Deployment is deliberately spartan as the entire site ships as a single tarball (a super clever idea!); zeroserve indexes it on load, builds a path-to-byte-range map, and serves files straight out of the archive without unpacking anything to disk. Hot reload on SIGHUP, all I/O through io_uring, TLS 1.3 only via BoringSSL with Encrypted Client Hello, and it hardens itself with Linux namespace dropping on startup — in other words, it sheds CAP_SYS_ADMIN (the notorious “basically root” capability that lets a process mount filesystems, reconfigure namespaces, and perform all kinds of kernel-level admin tasks) and its powerful friends (CAP_NET_ADMIN, CAP_SYS_PTRACE, CAP_DAC_OVERRIDE, and the rest of the dangerous capability cabal that a root-owned process usually inherits) before the first request hits. By dropping these privileges during startup rather than after it begins serving traffic, the process is already locked inside a low-privilege sandbox when a client connection arrives, so even a later exploit would be trapped without the keys to remount filesystems, escape the container, or otherwise act as root.

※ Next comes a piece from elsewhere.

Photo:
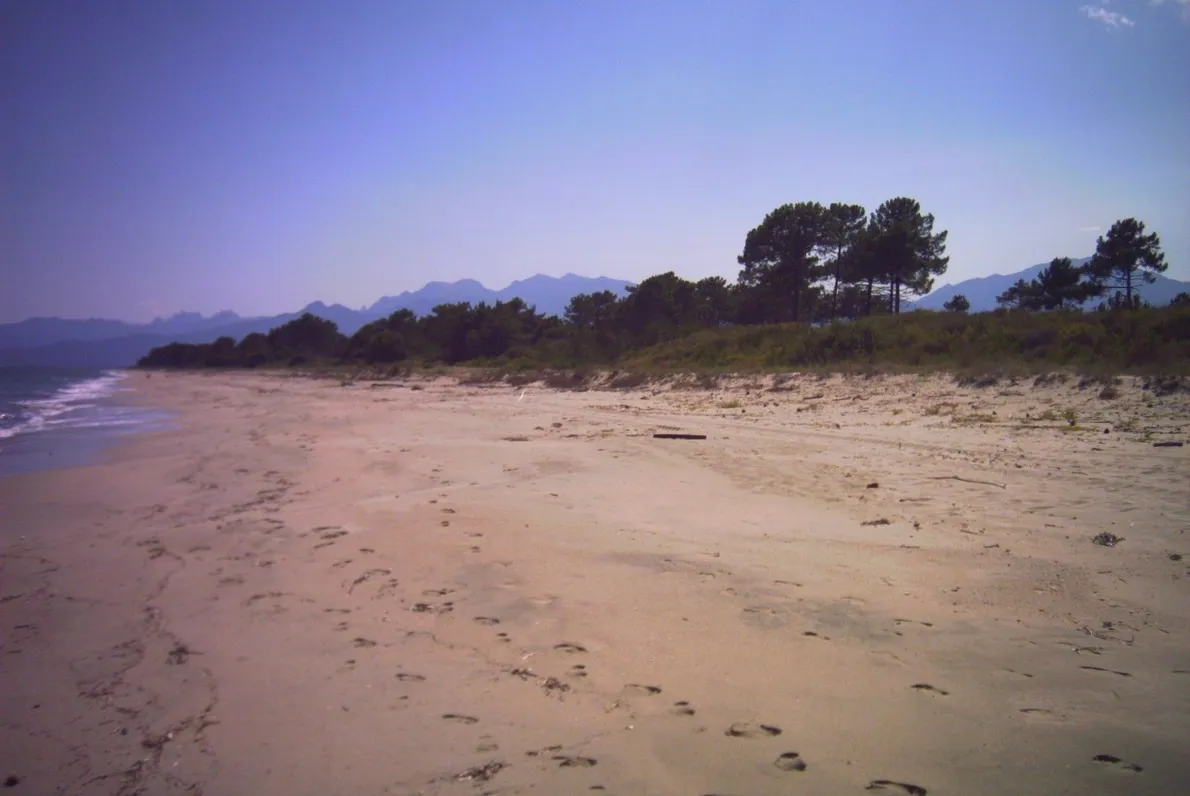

The server can also compile and serve a Caddy config directly if you want that migration path. One of the best parts of this setup is that the dreaded path traversal (i.e., ../) hack is completely nullified.

For the eBPF curious out there, those scripts run in userspace via a JIT-compiled uBPF runtime — no CAP_BPF, no kernel involvement — with a preemption timer so a slow script can’t stall the event loop (which matters more than it sounds). The scripting surface is fairly complete: request rewriting, HMAC-SHA-256, JSON construction, per-key token-bucket rate limiting, AWS SigV4 signing, JA4 client fingerprinting exposed as a script variable, and a full OIDC relying-party implementation storing session state in sealed XChaCha20-Poly1305 cookies.

I haven’t pushed it into production yet, but I spent a couple hours with it locally and the cold-start and reload story is genuinely nice. Per-core throughput beats nginx on small static files and small-response proxying at a 10ms preemption interval; large-body proxying is still nginx’s game to lose (FWIW Caddy “loses” on almost all benchmarks, but I’m never going back to nginx since I’m not a fan of 0/n days).

The pre-computed JA4 components of zeroserve are intriguing, and I have some ideas as to how they + zeroserve might fit in a honeypot/deception context that I’m hoping to write about further this coming week.